The beginnings of large-scale implementation
The global blockchain market is expected to total 17 billion EUR in 2025 (+48% a year on average between 2019 and 2025), primarily thanks to growing interest from the banking and insurance sectors, and to the growing use of cryptocurrencies by both consumers and retailers. For banks, the blockchain streamlines what are typically long and costly commercial financing process, and provides a solution for cheaper and more reliable cross-border payments.
Other sectors (telecommunications, media, health, public services…) are also using the blockchain, attracted by low marginal costs and the universal nature of distributed ledgers. It is thus used to automate telcos’ roaming agreements, trace products in the supply chain, make micropayments in the music and video game industries…
Blockchain targeting swift growth in several industries
Growth of the global blockchain technology market
A nascent and fragmented distribution chain market
The top IT suppliers, most of which are American – such as IBM (software and hardware), Microsoft (cloud and datacentres) and Accenture – are the blockchain market’s main vendors. But infrastructure providers and suppliers of dedicated protocols – whose leaders include Ethereum and Hyperledger – are also vital to its deployment.
Blockchain startups, IT suppliers and other vertical industry players (banks, telecom operators, etc.) are creating consortiums and partnerships to capitalise fully on the technology’s possibilities. Microsoft, for instance, expanded its partnership with R3 (a company that specialises in blockchain solutions) to enable financial institutions to deploy blockchains on its Azure cloud platform more easily.
Financial services market giving the blockchain a major boost
The financial services segment based on blockchain will likely remain the key driver from 2019-2025, especially for B2B and B2C transactions. C2C use of cryptocurrencies is also spurring development, but is a source of real concern for governments, who are unable to track blockchain transactions, and so ensure their compliance (money laundering, tax evasion, etc.).
Major future developments will be carried by tech giants like Facebook which is still hoping to launch its Libra cryptocurrency.
In addition, the growing adoption of blockchain to make payments will fuel interest in hardware wallets for cryptocurrency (i.e. a physical backup), developed to secure transactions and cryptocurrency holdings. Innovative FinTech companies such as Ledger and Trezor are already positioned in this market.
Growing use of cryptocurrencies in transactions could threaten traditional players
Progression of annual Bitcoin transaction volume
Micropayments in the video game sector: a new blockchain trend?
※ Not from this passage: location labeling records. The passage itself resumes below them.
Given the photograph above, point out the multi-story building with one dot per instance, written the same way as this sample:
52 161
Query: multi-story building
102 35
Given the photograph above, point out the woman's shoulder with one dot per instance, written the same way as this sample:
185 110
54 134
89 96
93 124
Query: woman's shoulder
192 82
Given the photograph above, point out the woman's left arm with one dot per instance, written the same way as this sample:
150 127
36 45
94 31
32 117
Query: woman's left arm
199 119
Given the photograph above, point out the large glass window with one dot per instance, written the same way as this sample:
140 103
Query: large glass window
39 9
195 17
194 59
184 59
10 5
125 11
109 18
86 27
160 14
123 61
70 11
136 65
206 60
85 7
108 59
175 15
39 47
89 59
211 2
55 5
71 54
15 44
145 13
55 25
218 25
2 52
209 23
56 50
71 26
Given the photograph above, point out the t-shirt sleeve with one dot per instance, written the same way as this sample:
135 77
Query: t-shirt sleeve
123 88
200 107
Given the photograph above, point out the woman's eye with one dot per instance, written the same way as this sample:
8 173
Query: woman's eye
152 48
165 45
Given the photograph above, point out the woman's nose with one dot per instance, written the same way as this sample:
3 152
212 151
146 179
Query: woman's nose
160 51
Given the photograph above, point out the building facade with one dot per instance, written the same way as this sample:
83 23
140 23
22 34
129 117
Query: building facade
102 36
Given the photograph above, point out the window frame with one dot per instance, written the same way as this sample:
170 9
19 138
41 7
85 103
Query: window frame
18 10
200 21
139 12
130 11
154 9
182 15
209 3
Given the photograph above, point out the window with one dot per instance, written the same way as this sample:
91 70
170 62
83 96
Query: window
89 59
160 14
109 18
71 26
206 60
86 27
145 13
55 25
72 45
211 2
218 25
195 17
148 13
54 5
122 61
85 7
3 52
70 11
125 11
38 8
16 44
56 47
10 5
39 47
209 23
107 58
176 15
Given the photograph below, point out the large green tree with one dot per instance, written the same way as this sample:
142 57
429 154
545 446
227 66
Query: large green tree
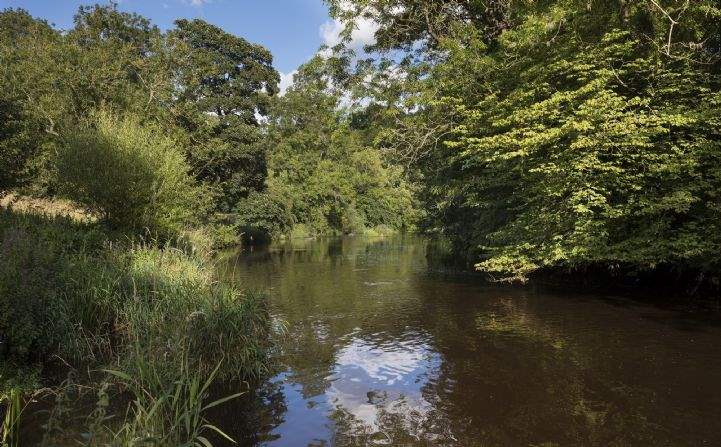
224 86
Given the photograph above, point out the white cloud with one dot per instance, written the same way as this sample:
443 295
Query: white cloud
363 33
286 80
197 3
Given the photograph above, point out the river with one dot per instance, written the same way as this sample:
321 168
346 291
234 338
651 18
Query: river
382 349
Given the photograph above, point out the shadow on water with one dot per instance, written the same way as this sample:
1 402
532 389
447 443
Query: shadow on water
382 350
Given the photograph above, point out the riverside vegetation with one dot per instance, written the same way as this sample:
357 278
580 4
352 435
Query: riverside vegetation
577 137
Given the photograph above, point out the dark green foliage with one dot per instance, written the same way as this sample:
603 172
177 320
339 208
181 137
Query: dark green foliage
561 134
66 292
323 171
224 80
134 178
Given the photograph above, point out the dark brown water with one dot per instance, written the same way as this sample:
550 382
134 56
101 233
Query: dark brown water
383 351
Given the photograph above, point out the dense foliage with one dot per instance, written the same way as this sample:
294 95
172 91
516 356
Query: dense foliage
562 134
324 175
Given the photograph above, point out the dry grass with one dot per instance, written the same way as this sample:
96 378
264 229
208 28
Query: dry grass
45 207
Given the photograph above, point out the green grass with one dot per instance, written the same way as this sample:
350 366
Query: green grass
157 317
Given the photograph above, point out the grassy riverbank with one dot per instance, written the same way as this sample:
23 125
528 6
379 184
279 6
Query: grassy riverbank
122 327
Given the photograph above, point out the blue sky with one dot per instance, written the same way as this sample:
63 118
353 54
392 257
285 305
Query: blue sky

The video game industry could be the next new land of opportunity for the blockchain, which is viewed as a trusted technology for exchanging small sums of money, and which has the added feature of simultaneous sharing between all of its users.
Video games are built on a business model that lends itself well to the opportunities created by blockchain (in-app purchases of virtual goods, freemium games, etc.) and gamers are already used to paying for extras. Solutions are aimed chiefly at facilitating in-game payments, and provide a common infrastructure that enables game developers to monetise their innovations. While most payments today are made in whole dollars or euros, the blockchain makes it possible to have transactions in mere cents, while still being profitable.
Several games (CryptoKitties, Spells of Genesis, EtherWarfare…) have already adopted the blockchain.